I am sensitive to plurilingualism in what appears to be single-tongued. For example, it seems obvious to me that V. S. Naipaul’s novel The Mystic Masseur, partly set in rural Trinidad, records intergenerational linguistic change, though it is seldom read this way. Sometimes the dialogue between characters who normally speak Trinidad dialect becomes strangely formal, but not in a flowery, bookish way. The way it is patterned reflects a switch to Hindustani or Bhojpuri, of the kind that the generation closer to the emigration from India would make when they wanted to be eloquent or concise, speaking from their fully felt internal selves rather than the imperfection and the charge of ‘illiteracy’ forced on them in the English colonial situation. It is a private, quick, proud, or exasperated switch.

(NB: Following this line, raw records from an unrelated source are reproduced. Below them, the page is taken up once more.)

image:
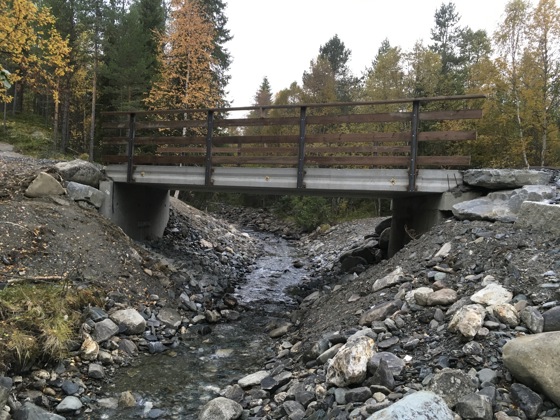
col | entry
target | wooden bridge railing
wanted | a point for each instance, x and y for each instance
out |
(382, 134)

To be sensitive to this is not just to read for sociolinguistic interest, but to hear the different rhythms, the rolled r’s, the greater range of phonologically contrasted consonants and short or long pure vowels, the occasional fluting, thunder, or nasality of delivery — to hear neither through, nor alongside, but in a kind of sound-universe with the suddenly-formal English on the novel’s page. This is a poetic dimension to the prose text, which ‘lifts off’ for me, when I read as a writer, regarding technique and effect that can be ‘translated’ (in the carrying-over sense) into lyric practice, where a ‘single’ voice or cry can invoke, evoke, or seem to be stirred by another way of voicing, proper to another language that also belongs to/with that voice; other sounds, other conventions of expressivity.

Should this example be categorized (perhaps dismissed) as belonging to the ‘postcolonial’? So could the unworded co-presence of, say, Gaelic in the English-language lyrics of a writer like Iain Crichton Smith. So could, perhaps, the unworded co-presence of Old Norse and Latin in Old English poetry … How about Dante’s Purgatorio, xxvi, where Dante considers lust, or excessive vs moderate desire, and the last words are spoken in Occitan by the courtly love poet Arnaut Daniel? The plurilingual situation not only can arise in many ways, but arguably is an ordinary condition for the hearing (if not always the sounding) of lyric and other voices. When I write plurilingually, I am not attempting to disrupt or interrupt the lyrical, nor am I writing strategically — at the moment of composition, at least, it seems to me that I am merely writing musically, people who work with language being perpetual guests in the house of music.

Regarding an insight into my specific relationship with translation, I should say that I am not a translator or interpreter in the strict sense of either word; though there are languages I ‘know’ more than others, and texts in which I’ll immerse myself, and which become part of the ‘sounding universe’ against which my poetry-composing mind ‘checks’ the things it wants on the page. Taking up again the theme of choosing the role of guest, rather than host, let’s consider attunement and humility (which includes respect for accuracy or specialist knowledge). Rather than feeling challenged or annoyed by hearing or seeing words or a script I don’t ‘know’ or ‘understand’, and rather than treating it as pleasingly exotic or a form of birdsong, I try to become extra attentive, extra absorbent, extra open. It’s hard to explain rationally what this involves, and some kinds of academic writing might reach for an innovative use of prepositions, such as listening into. Perhaps it involves self-forgetfulness? If it’s a live performance, I let myself be moved (translated? carried across?) by the activation of different conventions of delivery as well as attentive to the patterning of sound. Is this poetry that issues from a static body, or one in motion? A mask-like face? A stylized ordinariness? Does the voice become songlike? How is the breath placed? I don’t know what my ‘host’ is offering, but I settle for a moment, trusting in their good gifts.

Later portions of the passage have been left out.